К счастью, здесь, окрест Башни Лучников, как бы дальний пригород дворца, его захолустье, бедный, полузаброшенный район. Особенно по наступлении сумерек. Нет здесь празднующих.
И вообще никого нет, кроме тоненькой фигурки, склонившейся у подножия башни, темной, как смерть.
Девушка, паренек ли, поди разгляди сквозь полумрак. И чем она, фигурка эта, занята, тоже не разберешь.
А рядом с ней – еще одна тень. Четвероногая, беззвучная, а когда хочет – почти невидимая. Неуследимая в атаке. Из тех, чьи родичи, даже меньшие, ходят по всем мирам, с мурлыканьем трутся о ноги владык Жизни и Смерти и ни перед кем не держат отчета.
Странно, разумеется, особенно при взгляде со стороны: в такой вечер праздновать надо, а не шастать по безлюдным задворкам дворца, да еще в сопровождении хищного зверя. Но вот как раз потому, что вокруг бушует праздник, и некому на это глядеть со стороны.
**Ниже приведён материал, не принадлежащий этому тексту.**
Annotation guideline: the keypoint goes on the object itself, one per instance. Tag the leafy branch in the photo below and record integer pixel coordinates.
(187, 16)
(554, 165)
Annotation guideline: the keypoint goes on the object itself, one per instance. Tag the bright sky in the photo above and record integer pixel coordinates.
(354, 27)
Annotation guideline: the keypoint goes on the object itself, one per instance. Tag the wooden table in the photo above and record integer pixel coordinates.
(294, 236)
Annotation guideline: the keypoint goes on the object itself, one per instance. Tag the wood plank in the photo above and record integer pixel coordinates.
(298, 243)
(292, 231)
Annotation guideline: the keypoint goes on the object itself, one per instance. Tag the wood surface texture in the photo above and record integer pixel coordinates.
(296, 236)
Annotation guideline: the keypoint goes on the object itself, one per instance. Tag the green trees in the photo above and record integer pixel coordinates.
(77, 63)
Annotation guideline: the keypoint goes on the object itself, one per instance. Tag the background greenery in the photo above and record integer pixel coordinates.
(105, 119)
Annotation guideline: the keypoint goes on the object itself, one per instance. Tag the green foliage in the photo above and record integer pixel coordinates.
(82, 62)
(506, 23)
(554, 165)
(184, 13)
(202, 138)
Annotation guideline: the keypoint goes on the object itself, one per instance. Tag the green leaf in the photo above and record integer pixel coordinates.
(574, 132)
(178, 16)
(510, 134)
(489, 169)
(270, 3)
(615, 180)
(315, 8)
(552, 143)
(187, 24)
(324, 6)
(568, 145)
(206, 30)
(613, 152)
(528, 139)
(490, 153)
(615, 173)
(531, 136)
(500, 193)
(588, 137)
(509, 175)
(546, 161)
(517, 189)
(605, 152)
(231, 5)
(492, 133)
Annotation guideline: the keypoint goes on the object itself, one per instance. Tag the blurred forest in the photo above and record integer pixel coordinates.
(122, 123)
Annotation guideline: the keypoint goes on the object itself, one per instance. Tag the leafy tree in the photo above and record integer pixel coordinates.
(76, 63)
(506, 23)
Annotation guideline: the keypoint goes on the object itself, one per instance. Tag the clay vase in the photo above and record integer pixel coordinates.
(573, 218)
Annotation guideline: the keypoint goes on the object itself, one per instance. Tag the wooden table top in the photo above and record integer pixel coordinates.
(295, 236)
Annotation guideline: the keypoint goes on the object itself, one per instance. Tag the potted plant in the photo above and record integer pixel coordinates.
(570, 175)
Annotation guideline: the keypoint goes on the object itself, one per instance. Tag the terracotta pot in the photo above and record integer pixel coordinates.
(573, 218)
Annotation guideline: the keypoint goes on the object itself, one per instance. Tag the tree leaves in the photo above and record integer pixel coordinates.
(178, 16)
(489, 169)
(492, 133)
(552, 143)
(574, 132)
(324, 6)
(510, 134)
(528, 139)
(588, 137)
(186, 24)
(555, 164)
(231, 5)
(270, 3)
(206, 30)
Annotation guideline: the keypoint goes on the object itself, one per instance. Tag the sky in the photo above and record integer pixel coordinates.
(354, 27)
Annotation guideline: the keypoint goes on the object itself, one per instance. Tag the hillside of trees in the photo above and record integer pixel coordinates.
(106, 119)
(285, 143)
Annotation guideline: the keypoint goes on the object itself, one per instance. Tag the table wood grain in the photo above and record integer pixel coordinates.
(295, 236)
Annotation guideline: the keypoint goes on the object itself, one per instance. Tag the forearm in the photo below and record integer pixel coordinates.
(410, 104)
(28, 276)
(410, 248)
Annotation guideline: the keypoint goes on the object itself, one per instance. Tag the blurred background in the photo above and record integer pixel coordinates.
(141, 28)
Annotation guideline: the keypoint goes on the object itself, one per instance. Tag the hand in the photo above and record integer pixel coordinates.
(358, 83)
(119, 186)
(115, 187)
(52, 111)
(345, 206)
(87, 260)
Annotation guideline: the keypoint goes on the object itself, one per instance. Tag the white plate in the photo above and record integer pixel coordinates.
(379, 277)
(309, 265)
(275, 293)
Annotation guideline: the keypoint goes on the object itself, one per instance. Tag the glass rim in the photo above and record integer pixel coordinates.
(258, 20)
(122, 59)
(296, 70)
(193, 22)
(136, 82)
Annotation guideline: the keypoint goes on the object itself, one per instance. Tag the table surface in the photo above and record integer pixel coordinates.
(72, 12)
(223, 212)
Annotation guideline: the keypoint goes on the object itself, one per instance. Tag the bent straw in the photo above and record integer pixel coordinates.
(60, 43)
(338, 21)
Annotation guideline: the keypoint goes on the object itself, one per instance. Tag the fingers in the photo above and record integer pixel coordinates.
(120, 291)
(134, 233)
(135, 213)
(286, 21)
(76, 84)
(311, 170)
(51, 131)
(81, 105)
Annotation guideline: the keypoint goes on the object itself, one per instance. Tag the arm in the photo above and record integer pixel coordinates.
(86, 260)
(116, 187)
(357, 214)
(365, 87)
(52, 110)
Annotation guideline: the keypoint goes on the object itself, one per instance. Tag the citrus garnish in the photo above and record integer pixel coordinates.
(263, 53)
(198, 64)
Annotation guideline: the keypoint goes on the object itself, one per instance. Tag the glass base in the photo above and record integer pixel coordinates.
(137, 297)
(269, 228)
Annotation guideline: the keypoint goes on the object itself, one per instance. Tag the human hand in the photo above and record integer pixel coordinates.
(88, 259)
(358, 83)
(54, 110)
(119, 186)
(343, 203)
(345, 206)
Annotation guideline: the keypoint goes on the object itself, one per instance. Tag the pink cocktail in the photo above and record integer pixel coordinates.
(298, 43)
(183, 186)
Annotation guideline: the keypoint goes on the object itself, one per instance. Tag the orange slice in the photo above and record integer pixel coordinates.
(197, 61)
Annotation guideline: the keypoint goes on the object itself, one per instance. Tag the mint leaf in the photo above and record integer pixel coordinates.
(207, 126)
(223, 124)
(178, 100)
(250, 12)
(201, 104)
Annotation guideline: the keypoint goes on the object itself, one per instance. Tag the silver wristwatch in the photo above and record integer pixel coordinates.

…Тот, кто не желает своей дочери зла, снова пришел к ней прошлой ночью – и повел за собой. Брел сквозь мрак, не оглядываясь, уверенный, что девушка следует за ним. Что-то хотел подсказать – очень важное и срочное. Но заговорить не мог. Не всегда, как видно, ему это дано.
И лицо его было скрыто.
Должно быть, так положено в султанате Смерти. Трудно живым судить о его законах и обычаях, даже если улемы-веротолкователи говорят о них с полной уверенностью. Словно вот прямо сейчас явились они оттуда, где возлежали под пологом алмазных шатров на подушках из яхонта в объятиях прекрасных гурий – чернооких, большеглазых, подобных жемчугу хранимому, пили дозволенное там непьянящее вино и вкушали приготовленные там же, в небесных садах, сладости, о которых известно лишь, что они подобны маджуну, но на вкус во сто крат слаще. Или, наоборот, только что испытали на своей плоти, как жжет огонь Геенны из стручков дерева Заккум.
А вернее всего, надо думать, такое описание этого султаната: «…Там уготовано то, что не видел еще ни один глаз, и не слышало ни одно ухо, и не чуяло ни одно сердце, и не сможет описать ни один язык».